C. DES CONSÉQUENCES CULTURELLES ET ÉCONOMIQUES

« Comment acquérir une expérience durable avec une activité épisodique ? Comment accéder au marché international avec une offre ponctuelle ? » 20 ( * ) . L'étude relative à l'observation de la production audiovisuelle et cinématographique en 2013 donne en creux les réponses aux questions qu'il pose : ce n'est pas possible.

Le trop fort éparpillement des producteurs entraîne une sous-administration de la profession , voire son sous-financement .

Selon Mme Anne Duruptuy, auditionnée par votre groupe de travail, « l es producteurs sont de plus en plus diversifiés et spécialisés et ont de moins en moins les moyens de développer des projets, voire de rendre des comptes ». Certains producteurs ne peuvent ainsi pas même produire de factures aux diffuseurs.

Par ailleurs, et probablement du fait de cette atomisation, les producteurs ne participent que très faiblement au risque industriel lié à la production de programmes . Comme le souligne là encore la note du CSA précitée du 21 février 2008, « l'apport propre des producteurs français au financement des oeuvres, tel qu'il apparaît dans les devis, reste limité, à hauteur de 14 % du coût de production des oeuvres relevant des trois genres patrimoniaux de la fiction, du documentaire et de l'animation. L'apport des éditeurs de services, quant à lui, s'élève à 58 %, hors la part de contribution au Cosip. En agrégeant l'apport du Cosip, quasi intégralement financé par les éditeurs des services, la contribution de ceux-ci s'élève à 72 % du financement de la production ».

Ce constat n'est pas en soit problématique mais laisse penser que certains producteurs peuvent être dans un état de dépendance économique vis-à-vis des éditeurs , ce qui limiterait l'intérêt de leur indépendance, notamment capitalistique.

Plus inquiétant, ces analyses tendraient à montrer que la production française est incapable de répondre à des demandes , à supposer qu'elles existent, de séries avec de nombreux épisodes diffusées tous les ans , qui sont pourtant aujourd'hui au coeur de la production audiovisuelle mondiale 21 ( * ) .

Cet état de fait s'accompagnerait de l'arrivée de groupes audiovisuels européens solides qui ont récemment installé des filiales de production en France : création de BBC Worldwide France production (novembre 2008), Shine TV France du groupe dirigé par M. Murdoch (juillet 2009) ou encore ITV Studios France (mars 2010). D'autres étendent aussi leurs activités à la fiction comme Endemol. Comme le note le CSA, « si ces dernières participent indéniablement au dynamisme du tissu industriel national, elles sont constituées en premier lieu pour adapter des formats dont les recettes reviennent à ces groupes » 22 ( * ) .

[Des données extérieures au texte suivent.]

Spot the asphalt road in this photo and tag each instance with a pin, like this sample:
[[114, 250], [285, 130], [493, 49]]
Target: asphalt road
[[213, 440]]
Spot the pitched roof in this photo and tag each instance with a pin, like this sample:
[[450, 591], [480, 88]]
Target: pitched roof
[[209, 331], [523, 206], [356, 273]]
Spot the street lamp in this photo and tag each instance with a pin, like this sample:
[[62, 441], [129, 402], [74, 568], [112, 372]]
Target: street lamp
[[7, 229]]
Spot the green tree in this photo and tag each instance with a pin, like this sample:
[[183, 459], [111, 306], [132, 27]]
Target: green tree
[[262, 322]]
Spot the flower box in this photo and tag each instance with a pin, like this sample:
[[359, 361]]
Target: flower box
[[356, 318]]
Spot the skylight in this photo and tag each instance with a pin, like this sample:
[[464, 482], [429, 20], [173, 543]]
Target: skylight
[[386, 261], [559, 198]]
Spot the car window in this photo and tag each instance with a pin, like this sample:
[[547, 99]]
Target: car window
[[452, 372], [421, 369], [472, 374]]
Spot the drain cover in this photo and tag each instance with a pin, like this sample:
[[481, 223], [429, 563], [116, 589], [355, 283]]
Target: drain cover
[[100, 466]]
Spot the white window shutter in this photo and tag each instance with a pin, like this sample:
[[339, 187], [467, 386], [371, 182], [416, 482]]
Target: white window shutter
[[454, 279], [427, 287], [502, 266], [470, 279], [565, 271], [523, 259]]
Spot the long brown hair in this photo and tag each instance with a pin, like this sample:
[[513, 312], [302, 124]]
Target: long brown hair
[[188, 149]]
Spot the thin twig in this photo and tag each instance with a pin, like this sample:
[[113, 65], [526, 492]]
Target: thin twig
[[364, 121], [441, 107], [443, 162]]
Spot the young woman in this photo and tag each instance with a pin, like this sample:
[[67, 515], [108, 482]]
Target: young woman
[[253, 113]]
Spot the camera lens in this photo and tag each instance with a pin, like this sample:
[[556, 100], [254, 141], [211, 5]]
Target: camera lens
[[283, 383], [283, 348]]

Votre rapporteur considère à cet égard, comme le CSA, que la diversité de plus en plus importante des genres produits par des groupes présents dans les programmes de flux (Endemol, Fremantlemedia) « pourrait faire craindre un effet de ciseaux pour les producteurs nationaux », et les placer dans une difficulté économique réelle.

À la fin de son analyse sur le secteur de la production, le CSA appelle de ses voeux une « réflexion en profondeur sur l'impact du cadre légal français sur la compétitivité de l'ensemble des parties prenantes de l'industrie nationale de programmes , afin d'éviter notamment qu'un décalage existe entre les besoins du secteur et la mise en oeuvre des réglementations » 23 ( * ) .

C'est toute l'ambition du présent rapport.


* 20 Observatoire de la production audiovisuelle et cinématographique en Ile-de-France , étude réalisée par MM. Livier-René Veillon (directeur de la commission du film d'Ile-de-France) et Philippe Degardin (directeur des études d'Audiens).

* 21 D'autres facteurs, notamment culturels expliquent aussi l'incapacité française à produire des épisodes de séries en nombre (à l'exception très notable de Plus belle la vie ).

* 22 Deux années d'application de la réglementation de 2010 relative à la contribution des éditeurs de services de télévision au développement de la production audiovisuelle , CSA, janvier 2013.

* 23 Contribution du Conseil supérieur de l'audiovisuel sur l'adaptation de la régulation audiovisuelle , 14 janvier 2013.